9. Türkiye, PKK terörü konusunda bazı sorunlar yaşıyor olmakla beraber; Hükümetin, Türkiye tarihi boyunca ilk defa, Kürt halkının güvenini kazanarak PKK"ya olan halk desteğini kısır bir noktaya getirmiş olması çok büyük bir başarıdır. Ancak, “küresel teröre karşı savaş” başlattığını iddia eden ABD-İsrail-AB mihverini, söz konusu iddialarına karşılık olarak, PKK terörüne verdikleri destek nedeniyle gerçek anlamda köşeye sıkıştıramamıştır.

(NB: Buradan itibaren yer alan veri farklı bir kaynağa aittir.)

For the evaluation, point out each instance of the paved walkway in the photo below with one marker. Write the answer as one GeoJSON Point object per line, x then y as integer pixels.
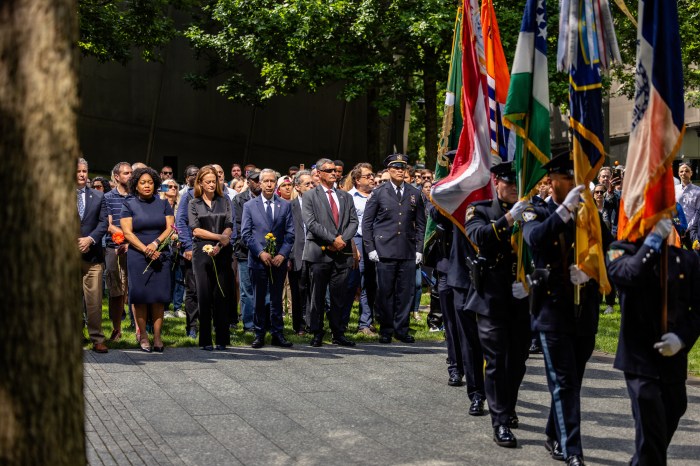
{"type": "Point", "coordinates": [373, 404]}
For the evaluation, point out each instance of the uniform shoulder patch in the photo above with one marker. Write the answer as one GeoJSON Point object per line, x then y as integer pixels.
{"type": "Point", "coordinates": [615, 253]}
{"type": "Point", "coordinates": [529, 215]}
{"type": "Point", "coordinates": [469, 213]}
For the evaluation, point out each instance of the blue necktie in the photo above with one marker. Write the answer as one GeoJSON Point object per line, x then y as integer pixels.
{"type": "Point", "coordinates": [268, 211]}
{"type": "Point", "coordinates": [81, 203]}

Aslında, sadece bu haklı olunan hususta bile iyi bir propaganda faaliyeti başlatılmış olsaydı, hem PKK terörünün kökü kazınmış olabilirdi, hem söz konusu üçlü mihverin bölgemize yönelik emperyalist girişimleri dayanaksızlığa itilebilirdi ve hem de Türkiye"nin tanıtımı yapılarak gerçek anlamda Osmanlı mirasının temsilcisi olduğu küresel düzeyde tescillenmiş olurdu.
Sonuç olarak, dört buçuk yıllık AK Parti Hükümetleri döneminde gösterilmiş olan başarılı performans, çıkış, girişim, hamle ve diyaloglar neticesinde Türkiye, yeniden sözü dinlenir bir ülke konumuna yükselmiştir. Ancak, içerideki değişik kesimlere yönelik başarılı diyaloglar geliştirme hususunda iyi bir zamanlama yapılamadığı için, dış politikadaki başarıların daha etkileyici bir yapıya kavuşturulabilmesi hususunda gerekli olan “iç siyasi istikrar” tam manasıyla sağlanamamıştır. Açıkçası başörtüsü sorunu, üniversite sınavlarına girişte karşılaşılan katsayı adaletsizliği, Anadolu Sermayesi"nin ayrımcılığa tabi tutulması, İslami duyarlılığa sahip kesimlerin dışlanması ve Cumhurbaşkanlığı seçimiyle ilgili gösterilen tepkiler gibi başlıca sorunların önceden görülerek uygun bir “uzlaşma zemininde” halledilememesinin etkisiyle Türkiye, dış politikada ciddi anlamda yaralar almıştır. Kuşkusuz sorumluluk 58. ve 59. Hükümetlerde olmamakla birlikte; bu sorunları kaşıyan kesimlerin ikna edilememesi ve onların endişelerinin giderilememesi nedeniyle söz konusu Hükümetlerin önemli ölçüde sorumlulukları vardır. Dolayısıyla, dış politikadaki muhteşem başarıların daha da perçinleştirilerek taçlandırılabilmesi için, iç politikada mutlaka daha “kucaklayıcı, yatıştırıcı ve uzlaştırıcı” politikalar gündeme alınmalıdır. Vesselam.